Rheinfelden – „Innenraumverdichtung sollte das Gebot der Stunde sein!“ Markus Schramm, Geschäftsführer der Wohnbau Rheinfelden findet klare Worte, wenn es um die Schaffung neuen Wohnraums geht. „Die Kunst ist es dabei mit Augenmaß Möglichkeiten zu finden, die sich städtebaulich einfügen.“ Die Städtische Wohnbaugesellschaft mbH Rheinfelden betreut 1900 eigene Wohnungen im Ort sowie eine Sozialstation und eine Tagespflege, ein Museum, das Jugendhaus und ein Restaurant. Gesellschafter sind die Stadt und die Sparkasse Lörrach-Rheinfelden. „Wir machen fast nur noch Nachverdichtungen“, so Schramm weiter. Hier prüfe man auch die eigenen Grundstücke, ob etwa durch Umbau, Sanierung oder Erweiterung weiterer Wohnraum geschaffen werden könne.

Die Gründe dafür sind vielfältig. Am naheliegendsten sei natürlich die Knappheit an Bauland, besonders im städtischen Bereich. Doch Schramm sieht auch die ökologischen Vorzüge: Durch ein ausgebautes Dachgeschoss etwa werde Wohnraum geschaffen, aber nicht mehr Boden versiegelt. Nachverdichtung könne sich auch positiv auf die Nachbarschaft auswirken, erklärt Schramm. So baut die Wohnbau gerade auf zwei Baufeldern in der Römerstraße – ein Paradebeispiel zum Thema Nachverdichtung. Hier waren vorher Parkplätze, die nun in Tiefgaragen unter den neuen Wohngebäuden verschwinden. „Für die Anwohner ist so die Lärmbelastung durch anfahrende Autos bereits jetzt spürbar geringer.“ Zudem sei es gelungen, nun weniger Boden als zuvor zu versiegeln.
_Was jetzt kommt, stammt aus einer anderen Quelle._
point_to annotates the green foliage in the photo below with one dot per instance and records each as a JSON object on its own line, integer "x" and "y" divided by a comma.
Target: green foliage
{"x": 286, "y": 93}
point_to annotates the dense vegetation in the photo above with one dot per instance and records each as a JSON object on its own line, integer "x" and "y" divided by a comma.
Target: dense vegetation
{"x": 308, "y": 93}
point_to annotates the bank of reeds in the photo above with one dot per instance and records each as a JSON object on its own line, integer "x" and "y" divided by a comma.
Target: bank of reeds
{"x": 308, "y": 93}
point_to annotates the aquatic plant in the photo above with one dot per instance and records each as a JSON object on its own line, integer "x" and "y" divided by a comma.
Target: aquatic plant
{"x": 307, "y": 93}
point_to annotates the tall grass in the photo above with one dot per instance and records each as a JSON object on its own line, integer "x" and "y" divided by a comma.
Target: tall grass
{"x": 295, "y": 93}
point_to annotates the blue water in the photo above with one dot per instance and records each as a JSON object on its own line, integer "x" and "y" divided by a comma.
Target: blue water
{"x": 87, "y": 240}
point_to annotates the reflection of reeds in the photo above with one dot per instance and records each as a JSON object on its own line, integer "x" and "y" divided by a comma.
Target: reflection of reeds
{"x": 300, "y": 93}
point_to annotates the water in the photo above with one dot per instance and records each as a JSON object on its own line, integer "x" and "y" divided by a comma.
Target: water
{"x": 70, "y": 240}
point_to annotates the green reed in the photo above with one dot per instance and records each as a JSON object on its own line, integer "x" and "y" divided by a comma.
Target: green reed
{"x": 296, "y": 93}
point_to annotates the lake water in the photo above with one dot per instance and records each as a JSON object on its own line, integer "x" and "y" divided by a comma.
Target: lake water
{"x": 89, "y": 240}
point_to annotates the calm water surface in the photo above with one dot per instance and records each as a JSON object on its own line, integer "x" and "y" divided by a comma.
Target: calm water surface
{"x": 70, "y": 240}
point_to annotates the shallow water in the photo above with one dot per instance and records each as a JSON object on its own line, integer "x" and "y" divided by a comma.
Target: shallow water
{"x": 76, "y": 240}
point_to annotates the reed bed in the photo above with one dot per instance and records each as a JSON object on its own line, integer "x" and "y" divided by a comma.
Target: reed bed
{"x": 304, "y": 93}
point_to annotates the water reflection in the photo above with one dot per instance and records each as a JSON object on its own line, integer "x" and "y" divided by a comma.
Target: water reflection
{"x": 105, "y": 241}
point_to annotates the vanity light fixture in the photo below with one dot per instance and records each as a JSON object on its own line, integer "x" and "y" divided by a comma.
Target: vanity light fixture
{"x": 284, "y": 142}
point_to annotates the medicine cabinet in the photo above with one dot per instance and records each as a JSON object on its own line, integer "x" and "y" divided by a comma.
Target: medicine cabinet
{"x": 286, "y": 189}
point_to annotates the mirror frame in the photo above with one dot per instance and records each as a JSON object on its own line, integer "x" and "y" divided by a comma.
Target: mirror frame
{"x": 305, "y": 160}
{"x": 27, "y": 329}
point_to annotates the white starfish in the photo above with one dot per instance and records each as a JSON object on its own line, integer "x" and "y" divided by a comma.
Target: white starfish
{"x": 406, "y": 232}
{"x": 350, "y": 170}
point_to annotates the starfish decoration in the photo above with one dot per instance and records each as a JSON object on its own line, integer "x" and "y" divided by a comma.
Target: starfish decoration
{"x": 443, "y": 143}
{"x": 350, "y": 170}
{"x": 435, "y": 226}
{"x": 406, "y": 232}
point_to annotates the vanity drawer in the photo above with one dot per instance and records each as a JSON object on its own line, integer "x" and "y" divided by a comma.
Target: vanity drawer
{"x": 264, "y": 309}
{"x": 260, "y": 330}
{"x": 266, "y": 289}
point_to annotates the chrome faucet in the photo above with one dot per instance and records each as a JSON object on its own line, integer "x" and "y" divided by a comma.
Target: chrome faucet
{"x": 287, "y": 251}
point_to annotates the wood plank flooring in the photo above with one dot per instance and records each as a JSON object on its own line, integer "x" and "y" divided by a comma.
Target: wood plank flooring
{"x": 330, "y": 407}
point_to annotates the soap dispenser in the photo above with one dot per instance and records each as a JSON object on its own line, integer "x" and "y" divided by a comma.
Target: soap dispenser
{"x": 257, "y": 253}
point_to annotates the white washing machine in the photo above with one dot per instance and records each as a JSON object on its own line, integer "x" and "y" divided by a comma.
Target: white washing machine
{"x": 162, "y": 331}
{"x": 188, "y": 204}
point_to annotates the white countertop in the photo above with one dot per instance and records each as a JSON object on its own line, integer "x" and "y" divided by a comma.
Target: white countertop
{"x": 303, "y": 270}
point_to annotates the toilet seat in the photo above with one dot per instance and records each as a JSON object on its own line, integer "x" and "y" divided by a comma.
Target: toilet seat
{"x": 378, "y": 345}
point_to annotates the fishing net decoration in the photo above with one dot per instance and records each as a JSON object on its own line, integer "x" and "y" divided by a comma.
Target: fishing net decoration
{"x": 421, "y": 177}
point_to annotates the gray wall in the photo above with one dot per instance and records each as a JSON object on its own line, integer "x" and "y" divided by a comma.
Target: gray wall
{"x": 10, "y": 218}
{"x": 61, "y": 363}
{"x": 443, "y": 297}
Ein Teil der Wohnungen werden von Bund und Land gefördert, die Bauweise sei modern und barrierefrei. Dabei arbeite man Hand in Hand mit der Stadt: „Man muss ein Gleichgewicht aus Ökologie, Ökonomie und Sozialem finden“, so Schramm. Nachverdichtungen auf eigenen Grundstücken hätten trotz höherer Komplexität klare Vorteile für Investoren, erklärt Schramm: „Es gibt keine externen Grundstückskosten, keine Kaufnebenkosten oder andere Hemmnisse.“ Zwar wären die Kosten etwas höher, da man im Bau eingeschränkter sei – aber insgesamt sei es oftmals günstiger. Es lohne sich zudem, die Nachbarhäuser mit einzubeziehen um Synergien zu nutzen.

„Ich kenne keinen Kollegen, der das nicht macht“, so Schramm mit Blick auf die Branche. Allen Investoren rät Schramm, dass Thema großflächiger und vernetzter zu denken: Mit einem Konzept, dass das ganze Quartier im Blick behält und sozialen Wohnungsbau integriert, dabei öffentliche Förderungen auch für ökologische Aspekte zu nutzen und mit den sozialen Akteuren zusammen zu arbeiten: „Nachverdichtung ist ein Thema, das sich lohnt!“

 

Das sagt der Experte der Sparkasse

Wenn Sie planen, in einem Mehrgenerationenhaus zu leben, so sind im Vorfeld viele Fragen zu klären. Diese betreffen die Suche nach dem geeigneten Grundstück oder der Immobilie und der Finanzierung. Es ist empfehlenswert, darüber bereits zu Beginn mit allen beteiligten Familienmitgliedern zu diskutieren. Folgende Fragen sollten angesprochen werden: Was für eine Immobilie wollen wir, für welche Kosten können wir aufkommen? Wer trägt welche einmaligen und laufenden Kosten? Wer steht als Eigentümer im Grundbuch, welche Wohnrechte werden vereinbart?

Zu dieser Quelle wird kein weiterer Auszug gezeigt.